Ok, because I led you up the garden path with my previous answer, I ported this to give you an algorithm that works:
void Main()
{
double lat1=12.916933d,
lon1=77.562658d,
lat2=12.930140d,
lon2=77.587732d;
double dist = GetDistanceFromLatLonInKm(lat1, lon1, lat2, lon2);
// dist == 3.08890370651166 yay!
}
double GetDistanceFromLatLonInKm(double lat1,
double lon1,
double lat2,
double lon2) {
var R = 6371d; // Radius of the earth in km
var dLat = Deg2Rad(lat2 - lat1); // deg2rad below
var dLon = Deg2Rad(lon2 - lon1);
var a =
Math.Sin(dLat / 2d) * Math.Sin(dLat / 2d) +
Math.Cos(Deg2Rad(lat1)) * Math.Cos(Deg2Rad(lat2)) *
Math.Sin(dLon / 2d) * Math.Sin(dLon / 2d);
var c = 2d * Math.Atan2(Math.Sqrt(a), Math.Sqrt(1d - a));
var d = R * c; // Distance in km
return d;
}
double Deg2Rad(double deg) {
return deg * (Math.PI / 180d);
}
Your calculation appears to work correctly when you supply fixed values:
var lat1 = 0d;
var lon1 = 52d;
var lat2 = 0d;
var lon2 = -52d;
which rather implies that these conversions are failing:
double lat1 = Convert.ToDouble(TextBox1.Text);
double lon1 = Convert.ToDouble(TextBox2.Text);
double lat2 = Convert.ToDouble(TextBox3.Text);
double lon2 = Convert.ToDouble(TextBox4.Text);
If you're still having trouble, place a breakpoint on these lines and take a look at the values of TextBox1.Text etc.

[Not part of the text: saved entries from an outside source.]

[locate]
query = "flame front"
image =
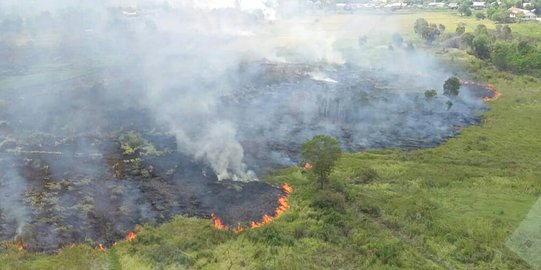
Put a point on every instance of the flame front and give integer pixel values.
(282, 207)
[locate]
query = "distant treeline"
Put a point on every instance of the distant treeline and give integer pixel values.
(517, 54)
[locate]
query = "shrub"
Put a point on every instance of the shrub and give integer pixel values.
(329, 200)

For more predictable parsing of floating point numbers, it's best to supply culture information:
Convert.ToDouble("1.2", System.Globalization.CultureInfo.InvariantCulture)
Check if decimal delimiter is valid. It has to be comma or dot, depending on your regional settings.